On Nov. 8, 2022, Alaskans will be asked whether they want to convene a state constitutional convention. Alaska’s constitution mandates this question be placed on the ballot every 10 years.
This periodic constitutional convention referendum allows the people to bypass the legislature when proposing constitutional reforms. This enhances democracy because the legislature has an inherent conflict of interest in proposing constitutional amendments that affect its own power; examples include special interest driven issues such as the Permanent Fund and electoral issues such as legislative redistricting.
The popular initiative is also a legislative bypass mechanism. But Alaska only has the statutory, not constitutional, initiative; that is, it cannot be used to change the constitution. Also, after two years, the Legislature can overturn an approved initiative.
The convention process grants the public three votes: 1) whether to call a convention; 2) to elect convention delegates to propose reforms; and 3) whether to approve each proposal.
If a convention is called, this process differs from the legislatively initiated amendment process in who proposes the amendments: state legislators versus separately elected convention delegates.
The advantage of convention delegates is that they immediately disband after proposing reforms, so they aren’t proposing reforms directly affecting their own powers. That’s the feature of the convention process convention opponents hate most.
Convention opponents will either obfuscate or disparage this difference. For example, they will imply that conventions, unlike legislatures, have the power to pass, not just propose, constitutional changes; they will imply that conventions, unlike legislatures, will revise the entire constitution rather than just amend it; and they will imply that because legislatures cannot restrict a convention’s agenda, this is a terrible flaw rather than the essential feature that enables the convention to fulfill its democratic function.

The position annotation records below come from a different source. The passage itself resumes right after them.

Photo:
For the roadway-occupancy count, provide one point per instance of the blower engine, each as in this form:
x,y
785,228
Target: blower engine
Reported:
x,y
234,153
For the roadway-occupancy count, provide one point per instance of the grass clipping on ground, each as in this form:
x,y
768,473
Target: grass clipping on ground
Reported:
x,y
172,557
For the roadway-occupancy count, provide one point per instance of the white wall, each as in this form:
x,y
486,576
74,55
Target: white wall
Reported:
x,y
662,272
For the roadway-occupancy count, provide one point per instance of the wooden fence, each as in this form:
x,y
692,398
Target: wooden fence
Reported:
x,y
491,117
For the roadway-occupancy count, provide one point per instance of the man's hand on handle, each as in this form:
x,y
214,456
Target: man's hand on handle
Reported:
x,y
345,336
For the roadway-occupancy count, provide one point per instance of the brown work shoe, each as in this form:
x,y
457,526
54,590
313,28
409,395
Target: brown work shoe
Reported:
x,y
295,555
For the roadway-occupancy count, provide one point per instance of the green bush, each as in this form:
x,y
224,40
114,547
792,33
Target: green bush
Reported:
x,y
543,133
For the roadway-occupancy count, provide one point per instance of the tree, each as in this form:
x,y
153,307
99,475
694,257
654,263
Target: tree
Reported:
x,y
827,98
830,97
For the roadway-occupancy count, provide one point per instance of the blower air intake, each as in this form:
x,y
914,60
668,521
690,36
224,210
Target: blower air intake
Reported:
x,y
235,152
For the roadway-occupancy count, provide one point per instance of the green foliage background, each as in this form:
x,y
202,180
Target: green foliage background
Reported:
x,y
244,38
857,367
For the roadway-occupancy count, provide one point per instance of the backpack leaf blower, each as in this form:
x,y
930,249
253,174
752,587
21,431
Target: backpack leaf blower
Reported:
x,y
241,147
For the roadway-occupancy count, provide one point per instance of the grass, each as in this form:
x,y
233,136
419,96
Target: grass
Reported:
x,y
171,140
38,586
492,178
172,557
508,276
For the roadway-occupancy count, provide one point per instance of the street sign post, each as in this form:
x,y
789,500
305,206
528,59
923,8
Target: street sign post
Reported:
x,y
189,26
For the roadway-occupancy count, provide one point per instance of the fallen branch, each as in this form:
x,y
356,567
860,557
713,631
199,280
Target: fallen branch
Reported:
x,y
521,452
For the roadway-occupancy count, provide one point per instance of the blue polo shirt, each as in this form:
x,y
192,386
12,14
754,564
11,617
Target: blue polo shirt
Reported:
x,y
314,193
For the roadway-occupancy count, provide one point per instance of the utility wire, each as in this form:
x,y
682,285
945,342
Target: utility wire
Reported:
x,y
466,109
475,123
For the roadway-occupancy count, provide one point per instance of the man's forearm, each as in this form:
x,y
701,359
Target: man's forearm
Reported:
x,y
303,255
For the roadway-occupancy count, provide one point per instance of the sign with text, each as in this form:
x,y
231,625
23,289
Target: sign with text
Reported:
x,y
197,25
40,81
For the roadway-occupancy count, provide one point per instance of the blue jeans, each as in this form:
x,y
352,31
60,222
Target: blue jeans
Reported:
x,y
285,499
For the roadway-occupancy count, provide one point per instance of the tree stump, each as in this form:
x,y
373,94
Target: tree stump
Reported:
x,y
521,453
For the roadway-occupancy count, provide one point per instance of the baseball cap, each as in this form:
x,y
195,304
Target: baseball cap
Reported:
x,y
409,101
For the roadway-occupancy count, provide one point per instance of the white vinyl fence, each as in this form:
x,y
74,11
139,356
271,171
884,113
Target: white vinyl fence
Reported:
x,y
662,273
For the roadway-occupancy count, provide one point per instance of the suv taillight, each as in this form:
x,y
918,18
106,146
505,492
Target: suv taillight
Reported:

Of the three types of scaremongering, the first can be corrected by simply reading the constitution’s text. Evaluating the other two requires context. Most conventions during the 20th century proposed only discrete amendments, not entire constitutions. For example, New Hampshire has the world’s second oldest constitution but has had 16 constitutional conventions. Only statehood conventions require a new constitution. Since Alaskans have only experienced a statehood convention, this type of scaremongering is especially effective.
The convention process has very powerful enemies. For reasons already discussed, its most direct enemy are legislatures. Its second most direct enemy are all special interest groups that, by definition, thrive on their disproportionate influence over legislatures. Its least direct enemy are the coalition allies of these powerful groups who are happy to trade badmouthing a convention call in exchange for support pursuing their core mission.
However, convention critics have a point. Alaska’s constitution gives the Legislature excessive control over rules for delegate election. It’s excessive because the legislature will design an enabling act to ensure the election process gives insiders disproportionate control over convention proposals. These same elites will then argue that this corruption is an argument against calling a convention. This hypocrisy is analogous to Washington incumbents’ campaign tactic of running for Washington by running against it.
But the key observation is that these elites finance and organize the campaigns against conventions because they worry conventions won’t be corrupt enough, not too corrupt. They know convention delegates have a track record of being more statesmanlike than legislators, partly because delegates cannot seek re-election and have greater incentives to care about their historical reputation.
Fortunately, Alaska has a remedy to the Legislature’s perverse incentives when drafting an enabling act. Unlike other states with the periodic constitutional convention referendum, it is lucky to have the statutory initiative, which can be used to bypass the Legislature’s enabling act (as well as place the convention question again on the ballot).
Alaskans should pass an initiative to bring open primaries, ranked-choice voting, and campaign finance disclosure to delegate elections, just as they did in 2020 for state legislature elections. Delegate and legislator elections should occur on the same primary and general election dates, and incumbent legislators should not be allowed to run for delegate, just as they are generally banned from plural office holding in competing government branches. Merely the threat of such an initiative should deter the Legislature from acting on its worst instincts when designing an enabling act.
• J.H. Snider edits The Alaska State Constitutional Convention Clearinghouse and writes about the most difficult democratic reform problems.